[whatwg] Video with MIME type application/octet-stream from Boris Zbarsky on 2010-09-07 (public-whatwg-archive@w3.org from September 2010)

From: Boris Zbarsky <bzbarsky@MIT.EDU>
Date: Tue, 07 Sep 2010 09:27:51 -0400
Message-ID: <4C863DD7.7070704@mit.edu>

On 9/7/10 9:16 AM, Philip J?genstedt wrote:
> UTF-8, Big5 and GBK are all (as far as I know) ASCII supersets.
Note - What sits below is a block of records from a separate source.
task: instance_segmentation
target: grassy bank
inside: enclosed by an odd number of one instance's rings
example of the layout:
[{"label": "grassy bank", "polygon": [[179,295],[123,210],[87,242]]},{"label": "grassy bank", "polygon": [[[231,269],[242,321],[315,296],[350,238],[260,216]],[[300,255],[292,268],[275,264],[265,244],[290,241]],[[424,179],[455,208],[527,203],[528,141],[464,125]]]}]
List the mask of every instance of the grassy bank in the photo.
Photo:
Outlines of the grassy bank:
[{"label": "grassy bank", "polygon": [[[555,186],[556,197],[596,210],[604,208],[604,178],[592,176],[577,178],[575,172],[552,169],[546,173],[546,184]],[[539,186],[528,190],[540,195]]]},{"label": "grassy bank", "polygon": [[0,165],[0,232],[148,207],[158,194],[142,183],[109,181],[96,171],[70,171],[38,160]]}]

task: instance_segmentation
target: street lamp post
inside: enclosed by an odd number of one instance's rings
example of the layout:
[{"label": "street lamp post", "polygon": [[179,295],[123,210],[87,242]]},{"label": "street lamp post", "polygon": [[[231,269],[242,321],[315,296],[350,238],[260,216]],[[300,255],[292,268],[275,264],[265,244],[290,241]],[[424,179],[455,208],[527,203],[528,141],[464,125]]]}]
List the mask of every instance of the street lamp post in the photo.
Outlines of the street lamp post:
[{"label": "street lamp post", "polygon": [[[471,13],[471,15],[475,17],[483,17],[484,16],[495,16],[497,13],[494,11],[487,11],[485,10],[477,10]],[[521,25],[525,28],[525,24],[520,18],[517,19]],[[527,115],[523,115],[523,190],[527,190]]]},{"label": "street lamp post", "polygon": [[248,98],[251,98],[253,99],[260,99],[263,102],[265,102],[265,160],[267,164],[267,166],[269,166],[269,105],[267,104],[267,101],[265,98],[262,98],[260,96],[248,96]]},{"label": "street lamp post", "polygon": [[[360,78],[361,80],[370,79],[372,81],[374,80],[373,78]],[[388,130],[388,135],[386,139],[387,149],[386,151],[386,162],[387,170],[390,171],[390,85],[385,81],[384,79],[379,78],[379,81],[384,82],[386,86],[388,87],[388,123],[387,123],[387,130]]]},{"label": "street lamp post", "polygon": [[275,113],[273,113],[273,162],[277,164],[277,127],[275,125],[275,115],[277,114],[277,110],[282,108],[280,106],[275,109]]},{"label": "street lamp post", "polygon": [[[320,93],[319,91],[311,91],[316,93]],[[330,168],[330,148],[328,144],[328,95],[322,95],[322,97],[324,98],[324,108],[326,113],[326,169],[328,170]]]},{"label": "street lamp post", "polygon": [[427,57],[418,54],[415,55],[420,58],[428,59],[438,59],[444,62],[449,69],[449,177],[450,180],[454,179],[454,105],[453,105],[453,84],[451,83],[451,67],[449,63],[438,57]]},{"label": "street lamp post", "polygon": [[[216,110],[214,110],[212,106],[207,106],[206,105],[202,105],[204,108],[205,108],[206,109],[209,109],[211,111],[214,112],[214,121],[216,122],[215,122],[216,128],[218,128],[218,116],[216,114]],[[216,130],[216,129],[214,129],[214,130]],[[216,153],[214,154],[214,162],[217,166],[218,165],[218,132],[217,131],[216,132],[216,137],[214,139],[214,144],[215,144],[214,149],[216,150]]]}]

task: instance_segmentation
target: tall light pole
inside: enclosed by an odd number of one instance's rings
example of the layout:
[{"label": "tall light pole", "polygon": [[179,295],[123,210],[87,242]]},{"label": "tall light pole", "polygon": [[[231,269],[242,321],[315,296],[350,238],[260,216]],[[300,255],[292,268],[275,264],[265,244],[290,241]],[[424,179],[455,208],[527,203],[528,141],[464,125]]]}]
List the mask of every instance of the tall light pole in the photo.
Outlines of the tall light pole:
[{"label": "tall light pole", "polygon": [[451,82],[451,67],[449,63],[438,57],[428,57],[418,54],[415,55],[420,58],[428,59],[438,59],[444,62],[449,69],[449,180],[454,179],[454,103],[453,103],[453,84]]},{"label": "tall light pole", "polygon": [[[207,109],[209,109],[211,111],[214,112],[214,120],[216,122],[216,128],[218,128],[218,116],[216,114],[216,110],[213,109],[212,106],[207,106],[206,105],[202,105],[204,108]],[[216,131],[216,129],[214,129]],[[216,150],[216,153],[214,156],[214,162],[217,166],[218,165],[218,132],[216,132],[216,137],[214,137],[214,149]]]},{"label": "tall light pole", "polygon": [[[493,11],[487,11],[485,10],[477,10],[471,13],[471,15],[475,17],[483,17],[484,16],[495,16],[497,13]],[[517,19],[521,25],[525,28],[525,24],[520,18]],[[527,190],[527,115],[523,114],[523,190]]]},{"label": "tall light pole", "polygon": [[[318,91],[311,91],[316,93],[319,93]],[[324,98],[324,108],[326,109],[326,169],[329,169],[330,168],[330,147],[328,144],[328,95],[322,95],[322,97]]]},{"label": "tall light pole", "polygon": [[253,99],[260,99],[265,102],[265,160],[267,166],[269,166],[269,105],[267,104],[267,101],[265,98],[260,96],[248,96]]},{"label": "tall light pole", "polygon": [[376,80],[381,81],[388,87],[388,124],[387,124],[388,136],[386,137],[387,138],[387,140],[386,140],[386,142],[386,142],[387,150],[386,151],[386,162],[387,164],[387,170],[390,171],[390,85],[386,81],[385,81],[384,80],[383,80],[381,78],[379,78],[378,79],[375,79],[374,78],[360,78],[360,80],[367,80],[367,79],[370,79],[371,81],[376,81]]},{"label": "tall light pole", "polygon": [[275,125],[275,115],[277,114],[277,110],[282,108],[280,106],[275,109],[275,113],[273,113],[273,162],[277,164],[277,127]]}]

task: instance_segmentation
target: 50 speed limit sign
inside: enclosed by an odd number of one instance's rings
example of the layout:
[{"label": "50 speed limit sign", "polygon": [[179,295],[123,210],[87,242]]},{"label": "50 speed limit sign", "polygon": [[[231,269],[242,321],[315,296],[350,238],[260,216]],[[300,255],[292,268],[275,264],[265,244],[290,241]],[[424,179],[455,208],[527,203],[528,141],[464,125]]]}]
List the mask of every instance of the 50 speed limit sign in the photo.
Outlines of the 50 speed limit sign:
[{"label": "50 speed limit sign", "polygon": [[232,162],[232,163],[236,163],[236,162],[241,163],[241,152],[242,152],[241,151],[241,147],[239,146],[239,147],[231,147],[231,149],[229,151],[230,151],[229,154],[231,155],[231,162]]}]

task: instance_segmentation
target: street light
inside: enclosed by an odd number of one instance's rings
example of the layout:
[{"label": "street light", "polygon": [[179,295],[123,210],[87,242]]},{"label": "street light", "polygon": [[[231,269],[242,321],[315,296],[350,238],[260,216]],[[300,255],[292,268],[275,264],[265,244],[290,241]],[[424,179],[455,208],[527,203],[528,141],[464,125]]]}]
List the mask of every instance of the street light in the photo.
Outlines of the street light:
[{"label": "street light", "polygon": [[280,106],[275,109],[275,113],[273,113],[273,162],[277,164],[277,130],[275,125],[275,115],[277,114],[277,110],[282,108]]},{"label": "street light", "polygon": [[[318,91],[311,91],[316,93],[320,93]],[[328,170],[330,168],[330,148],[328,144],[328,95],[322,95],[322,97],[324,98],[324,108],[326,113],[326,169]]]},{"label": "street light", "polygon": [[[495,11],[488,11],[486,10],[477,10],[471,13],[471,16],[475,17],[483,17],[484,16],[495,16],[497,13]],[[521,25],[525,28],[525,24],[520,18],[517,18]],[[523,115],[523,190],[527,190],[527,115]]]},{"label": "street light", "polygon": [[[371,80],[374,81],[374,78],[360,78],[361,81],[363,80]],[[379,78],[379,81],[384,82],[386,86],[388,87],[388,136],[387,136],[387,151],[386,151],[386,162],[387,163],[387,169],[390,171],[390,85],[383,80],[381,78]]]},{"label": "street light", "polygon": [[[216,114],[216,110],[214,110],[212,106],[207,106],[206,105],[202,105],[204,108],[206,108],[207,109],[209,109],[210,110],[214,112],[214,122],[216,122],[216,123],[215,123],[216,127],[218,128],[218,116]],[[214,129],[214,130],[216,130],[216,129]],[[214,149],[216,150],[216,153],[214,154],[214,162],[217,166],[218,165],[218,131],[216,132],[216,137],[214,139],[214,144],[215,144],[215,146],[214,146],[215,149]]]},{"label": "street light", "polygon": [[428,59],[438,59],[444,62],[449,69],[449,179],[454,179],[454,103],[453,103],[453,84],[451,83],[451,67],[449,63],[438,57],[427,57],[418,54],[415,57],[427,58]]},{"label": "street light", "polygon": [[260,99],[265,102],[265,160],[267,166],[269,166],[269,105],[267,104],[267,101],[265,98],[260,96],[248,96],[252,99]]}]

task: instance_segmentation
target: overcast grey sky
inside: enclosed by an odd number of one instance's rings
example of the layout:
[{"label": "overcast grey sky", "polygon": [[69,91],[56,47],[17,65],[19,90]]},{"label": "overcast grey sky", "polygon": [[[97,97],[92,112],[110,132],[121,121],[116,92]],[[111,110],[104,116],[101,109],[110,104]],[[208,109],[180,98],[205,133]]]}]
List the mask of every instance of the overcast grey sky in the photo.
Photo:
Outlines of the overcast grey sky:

Do
> real-world text documents include \0 bytes?

Yes.  Real-world text documents include all sorts of gunk.  Just rarely.

>> As long as "indicates an encoding" doesn't include UTF-8 or ISO-8859-1
>> (thanks, Apache!), that should be reasonable, I think.
>
> Are you saying that Apache has, at various times, set the default
> character encoding to UTF-8 or ISO-8859-1?

Yes, precisely.  Though the UTF-8 stuff was Linux distros, I think, not 
Apache itself (in that Apache just sent the thing passed to 
AddDefaultCharset and they changed the value of that from ISO-8859-1 to 
UTF-8 in their distro packages).  Here's the relevant comment from the 
Gecko source where we do our text-or-binary sniffing for toplevel contexts:

  Make sure to do a case-sensitive exact match comparison here.  Apache
  1.x just sends text/plain for "unknown", while Apache 2.x sends
  text/plain with a ISO-8859-1 charset.  Debian's Apache version, just to
  be different, sends text/plain with iso-8859-1 charset.  For extra fun,
  FC7, RHEL4, and Ubuntu Feisty send charset=UTF-8.  Don't do general
  case-insensitive comparison, since we really want to apply this crap as
  rarely as we can.

> I was hoping that no encoding parameter at all would be sent :/

Heh.  I've long since given up all hope of reason on this stuff; I just 
try to keep it as sane and predictable and simple as possible.  :(

-Boris

Received on Tuesday, 7 September 2010 06:27:51 UTC